I kept thinking that my lens would miraculously heal itself so I put off taking food pictures for a few days before finally coming to grips with the fact that it's broken. Here's hoping the camera store I stop at tomorrow has an easy fix! In the meantime, you'll have to forgive my photos...
It's the middle of October and despite the 252 (and quickly growing!) pins on my fall themed Pinterest board, I've yet to make a pumpkin flavored anything.
If this was Survivor, the other food bloggers would have surely voted me off the island for this pumpkin related travesty.
But here it is! A pumpkin recipe! And it's a good one, y'all. I actually bookmarked this back in 2009 - 4 years ago! - and I finally got around to making it, though I'm wondering why it took me so long?
The bottom layer is pressed into the pan like a thick cookie dough batter and bakes turns into a caramely sugar cookie. The top layer has the consistency of a thick pumpkin pie - it holds up well when sliced into bars. Then, you sprinkle on cinnamon sugar before baking. All together, this makes up one AWESOME bar cookie ~ and so easy!
My favorite pieces were the ones on the inside - the edges were too "set" for me. This makes a large amount (a full 9x13 pan) so I cut the firmer edges off and tossed them. Taste and see what your preference is!
Be sure and check doneness with a toothpick before pulling from the oven.
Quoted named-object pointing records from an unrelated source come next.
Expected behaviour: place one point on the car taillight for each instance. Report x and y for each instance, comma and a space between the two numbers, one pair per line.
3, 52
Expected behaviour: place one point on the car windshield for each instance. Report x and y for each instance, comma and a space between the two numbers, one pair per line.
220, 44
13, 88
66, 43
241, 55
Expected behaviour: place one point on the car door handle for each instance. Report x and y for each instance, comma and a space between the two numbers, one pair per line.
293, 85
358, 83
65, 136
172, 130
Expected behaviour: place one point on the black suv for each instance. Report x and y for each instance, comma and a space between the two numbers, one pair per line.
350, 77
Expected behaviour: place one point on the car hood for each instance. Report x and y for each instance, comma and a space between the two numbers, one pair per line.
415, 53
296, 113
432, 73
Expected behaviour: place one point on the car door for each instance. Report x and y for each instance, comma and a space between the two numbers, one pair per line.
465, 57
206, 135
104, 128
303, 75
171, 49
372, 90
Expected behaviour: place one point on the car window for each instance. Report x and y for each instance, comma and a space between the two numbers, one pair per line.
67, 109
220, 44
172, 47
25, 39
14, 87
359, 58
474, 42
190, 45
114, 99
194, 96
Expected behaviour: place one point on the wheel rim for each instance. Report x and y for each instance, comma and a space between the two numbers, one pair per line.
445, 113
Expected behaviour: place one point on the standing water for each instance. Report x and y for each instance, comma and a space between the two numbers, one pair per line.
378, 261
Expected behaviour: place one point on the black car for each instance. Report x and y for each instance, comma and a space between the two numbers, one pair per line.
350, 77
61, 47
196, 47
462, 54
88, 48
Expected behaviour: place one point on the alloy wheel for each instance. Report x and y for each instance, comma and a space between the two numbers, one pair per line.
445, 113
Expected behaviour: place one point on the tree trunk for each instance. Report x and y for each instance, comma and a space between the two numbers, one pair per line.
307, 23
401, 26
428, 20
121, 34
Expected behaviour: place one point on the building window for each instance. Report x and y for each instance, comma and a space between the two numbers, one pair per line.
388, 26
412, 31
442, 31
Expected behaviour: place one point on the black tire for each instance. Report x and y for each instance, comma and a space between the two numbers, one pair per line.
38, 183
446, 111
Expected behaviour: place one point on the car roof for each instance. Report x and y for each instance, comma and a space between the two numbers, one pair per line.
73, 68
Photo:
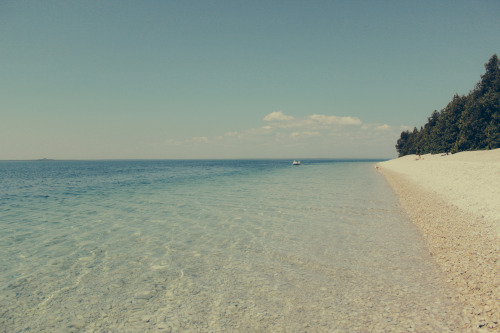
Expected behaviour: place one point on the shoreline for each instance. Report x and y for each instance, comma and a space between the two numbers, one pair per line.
464, 243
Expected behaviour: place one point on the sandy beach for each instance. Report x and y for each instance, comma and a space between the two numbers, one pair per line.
455, 201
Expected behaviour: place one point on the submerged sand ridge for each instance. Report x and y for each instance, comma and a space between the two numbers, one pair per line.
455, 202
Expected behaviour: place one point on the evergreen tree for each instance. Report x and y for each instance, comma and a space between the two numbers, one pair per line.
469, 122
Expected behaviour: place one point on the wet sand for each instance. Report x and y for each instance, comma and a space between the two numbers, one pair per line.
455, 202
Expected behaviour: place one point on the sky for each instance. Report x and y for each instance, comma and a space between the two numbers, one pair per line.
232, 79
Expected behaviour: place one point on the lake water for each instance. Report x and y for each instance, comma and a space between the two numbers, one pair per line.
212, 246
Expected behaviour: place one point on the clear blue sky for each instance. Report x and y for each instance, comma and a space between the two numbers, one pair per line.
232, 79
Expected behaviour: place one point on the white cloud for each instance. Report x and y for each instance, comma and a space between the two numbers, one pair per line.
334, 120
200, 139
282, 134
304, 135
383, 127
277, 116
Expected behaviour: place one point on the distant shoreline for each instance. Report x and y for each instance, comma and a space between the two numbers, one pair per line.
453, 200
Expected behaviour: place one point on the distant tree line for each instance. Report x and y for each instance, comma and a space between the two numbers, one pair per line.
469, 122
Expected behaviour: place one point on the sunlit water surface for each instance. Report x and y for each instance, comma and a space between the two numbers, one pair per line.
211, 246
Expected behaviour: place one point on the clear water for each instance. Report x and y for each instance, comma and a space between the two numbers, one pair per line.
133, 246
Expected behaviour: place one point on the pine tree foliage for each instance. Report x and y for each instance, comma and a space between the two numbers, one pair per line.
469, 122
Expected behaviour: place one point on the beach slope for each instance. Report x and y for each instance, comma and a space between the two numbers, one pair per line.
455, 201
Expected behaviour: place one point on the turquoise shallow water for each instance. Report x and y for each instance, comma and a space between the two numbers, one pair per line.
99, 246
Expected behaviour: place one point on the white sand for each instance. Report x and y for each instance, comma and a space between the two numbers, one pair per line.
468, 180
455, 202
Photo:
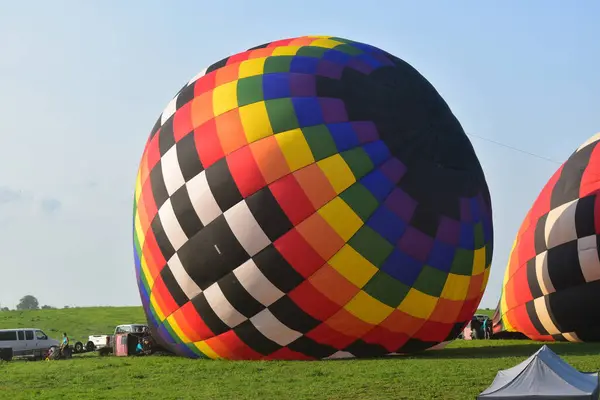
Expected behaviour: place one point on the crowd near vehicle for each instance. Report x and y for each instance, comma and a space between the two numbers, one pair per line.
30, 343
34, 344
98, 342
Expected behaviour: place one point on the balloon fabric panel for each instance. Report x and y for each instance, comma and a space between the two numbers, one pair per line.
551, 282
309, 198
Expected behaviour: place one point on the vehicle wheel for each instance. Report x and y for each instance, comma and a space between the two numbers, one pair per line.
78, 347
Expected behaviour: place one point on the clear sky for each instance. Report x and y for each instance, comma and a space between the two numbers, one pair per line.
82, 83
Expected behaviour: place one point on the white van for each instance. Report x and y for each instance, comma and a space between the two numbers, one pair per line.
26, 341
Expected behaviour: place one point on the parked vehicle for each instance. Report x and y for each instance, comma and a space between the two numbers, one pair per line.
106, 341
26, 342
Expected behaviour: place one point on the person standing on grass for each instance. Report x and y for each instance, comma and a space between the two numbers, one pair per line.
65, 341
486, 332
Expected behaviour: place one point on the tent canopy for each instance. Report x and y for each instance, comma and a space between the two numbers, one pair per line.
544, 375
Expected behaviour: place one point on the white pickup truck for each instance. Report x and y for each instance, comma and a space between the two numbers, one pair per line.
97, 342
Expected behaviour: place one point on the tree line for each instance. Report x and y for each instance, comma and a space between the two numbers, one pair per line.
29, 302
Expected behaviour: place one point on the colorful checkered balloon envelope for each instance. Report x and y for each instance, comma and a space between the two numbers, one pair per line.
309, 198
551, 285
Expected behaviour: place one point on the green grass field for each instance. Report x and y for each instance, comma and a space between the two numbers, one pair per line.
460, 371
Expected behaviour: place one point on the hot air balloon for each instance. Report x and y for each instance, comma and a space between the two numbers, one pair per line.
309, 198
552, 282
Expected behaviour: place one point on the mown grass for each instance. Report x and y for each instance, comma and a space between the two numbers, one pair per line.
460, 371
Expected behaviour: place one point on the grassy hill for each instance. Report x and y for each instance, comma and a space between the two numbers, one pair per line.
460, 371
79, 323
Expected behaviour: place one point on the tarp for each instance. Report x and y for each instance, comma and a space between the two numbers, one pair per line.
544, 375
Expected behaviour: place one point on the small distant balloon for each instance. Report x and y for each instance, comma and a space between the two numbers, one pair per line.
551, 285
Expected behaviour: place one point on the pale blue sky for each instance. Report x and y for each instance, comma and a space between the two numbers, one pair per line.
82, 83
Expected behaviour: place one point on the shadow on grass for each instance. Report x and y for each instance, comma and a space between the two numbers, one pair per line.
495, 349
512, 350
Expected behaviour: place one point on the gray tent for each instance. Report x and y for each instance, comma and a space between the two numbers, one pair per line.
544, 375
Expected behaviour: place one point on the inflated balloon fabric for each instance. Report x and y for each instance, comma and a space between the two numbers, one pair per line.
551, 285
309, 198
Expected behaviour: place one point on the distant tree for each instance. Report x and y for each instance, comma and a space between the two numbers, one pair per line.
28, 302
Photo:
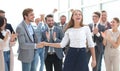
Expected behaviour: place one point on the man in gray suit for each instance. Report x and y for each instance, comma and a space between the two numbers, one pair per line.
96, 29
27, 41
53, 56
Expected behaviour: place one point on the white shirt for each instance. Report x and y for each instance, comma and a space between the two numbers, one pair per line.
78, 37
6, 46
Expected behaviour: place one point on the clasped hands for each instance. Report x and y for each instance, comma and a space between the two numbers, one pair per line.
42, 44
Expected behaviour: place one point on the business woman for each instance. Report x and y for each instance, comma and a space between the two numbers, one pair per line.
77, 34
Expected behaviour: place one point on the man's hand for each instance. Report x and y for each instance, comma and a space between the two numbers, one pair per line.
40, 45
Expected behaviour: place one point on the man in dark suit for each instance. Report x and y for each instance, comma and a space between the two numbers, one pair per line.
28, 42
96, 29
8, 26
53, 56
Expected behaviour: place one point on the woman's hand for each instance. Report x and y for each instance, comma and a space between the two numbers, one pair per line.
93, 64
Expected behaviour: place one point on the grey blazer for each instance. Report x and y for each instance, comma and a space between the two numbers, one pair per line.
99, 39
26, 44
59, 36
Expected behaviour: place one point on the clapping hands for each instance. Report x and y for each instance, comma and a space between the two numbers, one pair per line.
41, 44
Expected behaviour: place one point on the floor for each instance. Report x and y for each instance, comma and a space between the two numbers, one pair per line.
17, 63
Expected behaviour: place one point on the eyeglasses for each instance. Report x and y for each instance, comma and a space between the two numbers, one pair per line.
95, 16
113, 22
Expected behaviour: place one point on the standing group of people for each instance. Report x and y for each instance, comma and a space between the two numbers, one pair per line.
47, 40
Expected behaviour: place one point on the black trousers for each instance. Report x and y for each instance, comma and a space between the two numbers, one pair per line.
76, 60
53, 61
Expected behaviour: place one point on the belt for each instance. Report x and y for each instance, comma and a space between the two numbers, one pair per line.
51, 53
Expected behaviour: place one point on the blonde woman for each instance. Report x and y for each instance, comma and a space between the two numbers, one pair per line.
76, 33
112, 46
6, 41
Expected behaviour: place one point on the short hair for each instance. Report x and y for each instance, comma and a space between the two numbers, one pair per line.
26, 12
116, 19
62, 16
2, 11
49, 15
97, 13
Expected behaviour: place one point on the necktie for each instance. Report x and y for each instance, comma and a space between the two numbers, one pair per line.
94, 34
51, 40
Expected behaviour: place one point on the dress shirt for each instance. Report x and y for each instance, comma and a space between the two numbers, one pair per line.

These are thick and take awhile to bake!
Pumpkin Pie Snickerdoodle Bars
For the snickerdoodle layer:
3 cups all-purpose flour
2 teaspoons baking powder
2 sticks salted butter, at room temp (if using unsalted, add 1 teaspoon salt)
2 cups packed brown sugar
2 eggs, at room temp
1 tablespoon vanilla extract
For the pumpkin pie layer:
1 cup white sugar
1 stick salted butter, at room temp (if using unsalted, add 1 teaspoon salt)
1 cup all-purpose flour
1 teaspoon baking powder
1 teaspoon pumpkin pie spice
2 eggs, at room temp
1 1/2 cups canned pure pumpkin (not pumpkin pie filling)
For the topping:
2 tablespoons white sugar
2 teaspoons ground cinnamon
Preheat oven to 350. Lightly grease a 9x13 inch pan and line it with parchment paper, allowing it to extend the pan slightly for easier handling later.
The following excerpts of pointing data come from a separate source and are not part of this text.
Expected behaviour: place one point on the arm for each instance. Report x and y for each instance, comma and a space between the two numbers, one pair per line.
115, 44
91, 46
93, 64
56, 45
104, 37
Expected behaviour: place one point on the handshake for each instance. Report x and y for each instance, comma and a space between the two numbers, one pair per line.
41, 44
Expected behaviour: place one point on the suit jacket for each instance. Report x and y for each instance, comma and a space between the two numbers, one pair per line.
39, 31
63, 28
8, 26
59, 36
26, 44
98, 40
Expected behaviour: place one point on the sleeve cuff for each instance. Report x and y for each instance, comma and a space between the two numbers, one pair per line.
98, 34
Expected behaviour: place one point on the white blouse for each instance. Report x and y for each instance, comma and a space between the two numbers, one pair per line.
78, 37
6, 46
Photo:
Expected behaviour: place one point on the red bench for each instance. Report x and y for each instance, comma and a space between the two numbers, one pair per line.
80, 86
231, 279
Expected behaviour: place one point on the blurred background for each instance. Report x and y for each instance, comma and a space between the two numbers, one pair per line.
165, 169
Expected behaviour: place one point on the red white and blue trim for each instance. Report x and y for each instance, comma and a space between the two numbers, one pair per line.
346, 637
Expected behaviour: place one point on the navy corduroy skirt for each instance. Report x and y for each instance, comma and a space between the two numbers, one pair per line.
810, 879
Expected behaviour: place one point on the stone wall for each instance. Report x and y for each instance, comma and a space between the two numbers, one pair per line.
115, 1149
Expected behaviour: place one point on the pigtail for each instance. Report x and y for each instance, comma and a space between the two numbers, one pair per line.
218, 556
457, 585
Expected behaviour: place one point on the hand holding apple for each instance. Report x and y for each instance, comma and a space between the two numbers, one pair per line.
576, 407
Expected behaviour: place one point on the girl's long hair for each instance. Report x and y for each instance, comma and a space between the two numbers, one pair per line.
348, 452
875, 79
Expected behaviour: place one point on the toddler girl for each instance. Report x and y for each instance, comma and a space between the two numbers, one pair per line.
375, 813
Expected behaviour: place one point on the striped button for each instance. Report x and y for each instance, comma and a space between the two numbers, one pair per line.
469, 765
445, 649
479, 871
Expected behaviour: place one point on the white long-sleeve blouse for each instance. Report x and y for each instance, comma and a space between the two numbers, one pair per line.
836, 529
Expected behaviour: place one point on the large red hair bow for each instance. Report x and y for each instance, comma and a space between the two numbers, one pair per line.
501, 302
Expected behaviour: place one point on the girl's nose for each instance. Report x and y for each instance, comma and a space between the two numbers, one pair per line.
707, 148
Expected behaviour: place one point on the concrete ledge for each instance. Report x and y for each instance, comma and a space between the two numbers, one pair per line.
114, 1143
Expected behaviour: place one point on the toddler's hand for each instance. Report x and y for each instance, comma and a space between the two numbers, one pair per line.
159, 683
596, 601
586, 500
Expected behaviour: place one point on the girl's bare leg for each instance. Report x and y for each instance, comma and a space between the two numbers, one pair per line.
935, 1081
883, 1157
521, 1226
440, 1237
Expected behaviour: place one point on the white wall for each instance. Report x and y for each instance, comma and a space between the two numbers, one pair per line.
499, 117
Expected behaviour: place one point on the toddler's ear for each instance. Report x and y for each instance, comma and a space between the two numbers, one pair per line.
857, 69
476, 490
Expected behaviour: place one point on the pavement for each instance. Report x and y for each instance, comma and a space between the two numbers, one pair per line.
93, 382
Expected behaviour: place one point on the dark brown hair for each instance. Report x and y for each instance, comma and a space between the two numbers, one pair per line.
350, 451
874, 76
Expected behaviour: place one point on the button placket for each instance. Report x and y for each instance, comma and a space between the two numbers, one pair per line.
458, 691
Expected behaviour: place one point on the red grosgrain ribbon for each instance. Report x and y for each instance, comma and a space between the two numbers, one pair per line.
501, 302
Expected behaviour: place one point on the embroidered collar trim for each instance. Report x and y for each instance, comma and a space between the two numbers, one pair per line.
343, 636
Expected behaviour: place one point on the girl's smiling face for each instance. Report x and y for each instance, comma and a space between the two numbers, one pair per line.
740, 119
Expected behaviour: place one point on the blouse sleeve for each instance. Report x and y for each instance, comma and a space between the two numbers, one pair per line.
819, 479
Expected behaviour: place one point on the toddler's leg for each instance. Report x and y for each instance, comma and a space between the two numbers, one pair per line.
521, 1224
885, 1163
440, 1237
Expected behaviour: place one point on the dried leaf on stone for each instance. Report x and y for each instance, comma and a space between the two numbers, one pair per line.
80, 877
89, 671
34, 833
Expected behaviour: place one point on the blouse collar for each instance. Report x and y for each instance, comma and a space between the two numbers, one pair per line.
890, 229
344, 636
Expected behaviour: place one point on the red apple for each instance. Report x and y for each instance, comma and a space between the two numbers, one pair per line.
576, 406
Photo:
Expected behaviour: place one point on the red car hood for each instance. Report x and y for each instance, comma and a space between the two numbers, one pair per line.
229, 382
To make the snickerdoodle layer, sift together the flour and baking power and set aside. In a large bowl, beat together the butter, sugar, eggs, and vanilla until smooth. Stir in the flour mixture until well blended. Spread evenly in the prepared pan (it'll be thick and cookie dough like - use your palm to press it down evenly).
To make the pumpkin pie layer, beat together the butter and sugar. Add the flour, baking powder, pumpkin pie spice, eggs, and pumpkin. Mix until well combined. Pour over the snickerdoodle layer, smoothing out the top with a rubber spatula.
In a small bowl, mix together the cinnamon and sugar for topping. Sprinkle it evenly over the bars.
Bake for 33-40 minutes (or more, depending upon your oven) until a toothpick inserted into the center comes out clean. Let the bars cool completely before using the parchment paper to lift them out of the pan. Place on a cutting board and cut into bars. Store in an airtight container.